2. Conditions (up to 10). Each condition is a Field, an Operator, and a Value. The first condition is the bank account itself and can’t be removed. Add more conditions to narrow the match. All conditions are AND-ed together.

Available fields:

Field When to use
Bank Code The bank transaction code (e.g. NTRF, SALA, RPRE). Best for technical line types like salary runs or direct debits.
Amount Match an exact or banded amount.
Counterparty Name Vendor or customer name as it appears on the bank line.
Counterparty IBAN More reliable than name — IBANs don’t change with formatting.
Description The remittance text.

Operators for text fields: Equals, Contains, Starts with, Ends with. Operators for amount: Equals, Less than, Greater than, Less than or equal, Greater than or equal.

3. Template. Defines what the rule should create or match against when it fires. Pick a type — General Ledger or Account Payable — then fill in the accounts, vendor (for AP), and a description.

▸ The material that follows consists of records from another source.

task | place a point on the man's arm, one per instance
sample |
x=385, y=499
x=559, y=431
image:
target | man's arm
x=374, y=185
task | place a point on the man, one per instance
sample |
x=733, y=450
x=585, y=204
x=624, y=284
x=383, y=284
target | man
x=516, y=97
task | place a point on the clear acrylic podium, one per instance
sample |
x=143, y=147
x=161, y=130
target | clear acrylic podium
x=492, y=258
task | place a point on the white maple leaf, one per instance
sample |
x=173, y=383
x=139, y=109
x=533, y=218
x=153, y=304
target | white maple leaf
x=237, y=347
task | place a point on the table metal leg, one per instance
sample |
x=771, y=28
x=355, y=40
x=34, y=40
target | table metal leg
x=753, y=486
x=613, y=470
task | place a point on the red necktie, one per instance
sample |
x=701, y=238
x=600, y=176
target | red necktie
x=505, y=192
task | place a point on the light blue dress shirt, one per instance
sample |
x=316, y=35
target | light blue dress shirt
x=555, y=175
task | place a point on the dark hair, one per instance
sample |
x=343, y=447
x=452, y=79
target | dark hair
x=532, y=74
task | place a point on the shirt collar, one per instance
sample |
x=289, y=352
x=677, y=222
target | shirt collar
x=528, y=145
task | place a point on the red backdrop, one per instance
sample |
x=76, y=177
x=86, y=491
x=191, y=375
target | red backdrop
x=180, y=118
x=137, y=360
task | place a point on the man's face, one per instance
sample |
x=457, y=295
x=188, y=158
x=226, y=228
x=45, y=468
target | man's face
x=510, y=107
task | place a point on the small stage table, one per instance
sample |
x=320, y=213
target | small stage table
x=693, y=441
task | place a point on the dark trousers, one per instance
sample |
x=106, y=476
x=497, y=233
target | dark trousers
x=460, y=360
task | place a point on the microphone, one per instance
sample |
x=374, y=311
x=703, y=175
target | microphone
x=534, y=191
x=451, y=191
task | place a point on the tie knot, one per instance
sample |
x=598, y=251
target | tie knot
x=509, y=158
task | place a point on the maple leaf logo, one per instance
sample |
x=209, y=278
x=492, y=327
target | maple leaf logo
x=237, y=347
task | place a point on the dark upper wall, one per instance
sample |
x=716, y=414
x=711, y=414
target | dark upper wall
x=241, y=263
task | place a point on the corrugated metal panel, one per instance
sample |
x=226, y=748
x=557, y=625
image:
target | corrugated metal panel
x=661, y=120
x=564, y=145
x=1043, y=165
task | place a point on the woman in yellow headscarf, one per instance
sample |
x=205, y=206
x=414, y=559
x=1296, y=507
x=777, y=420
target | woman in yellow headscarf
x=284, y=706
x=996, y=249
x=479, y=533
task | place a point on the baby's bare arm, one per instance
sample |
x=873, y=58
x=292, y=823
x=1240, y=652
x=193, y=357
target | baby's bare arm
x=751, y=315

Variables inside a template #

In the Template’s Description, Notes, and Line Description fields, click a variable chip to insert a placeholder. Placeholders use {{ variable }} syntax and are replaced with values from the actual bank line each time the rule fires:

Variable Inserts
{{ transaction_id }} The bank line’s unique transaction ID
{{ booking_date }} Booking date of the line
{{ amount }} Line amount
{{ counterparty_name }} Counterparty (vendor/customer) name
{{ counterparty_iban }} Counterparty IBAN
{{ description }} Unstructured remittance text
{{ bank_code }} Bank transaction code
{{ end_to_end }} End-to-end ID from the bank line

This lets a single rule generate clearly-labelled postings — for example, a description of Salary {{ counterparty_name }} {{ booking_date }} produces Salary Mary Smith 2025-04-30 on the actual GL entry.

Apply Rules to All #

Click this button to run every enabled rule against every unmatched line in your filter. Matches at 100% confidence flip from transition to rule_matched and move to the Matched tab. Anything ambiguous stays unmatched for you to handle.


Template Builder #

The Template Builder is the dialog that opens when you click Create (on selected unmatched rows) or use Create Rule to define a rule’s output. It builds the shape of the resulting AP, AR, or GL transaction. The same component is reused, so the field set you see depends on the Template Type you pick:

  • General Ledger — account, tax, line description.
  • Account Payable — vendor, expense account, record account, tax account, line description.
  • Account Receivable — customer-side equivalents.

Description, Notes, and Line Description fields all accept the {{ }} variables described above.


Where bank lines come from #

Lines arrive in this table from one of two places:

  • CAMT import — uploaded statements via CAMT Import.
  • Bank integration — for connected providers (Revolut, Konfipay), transactions can be polled directly. For connection options, contact Support.

After matching, outgoing payments that go through Payments will appear here on the next statement and can be matched back to the originating vendor invoice, closing the loop.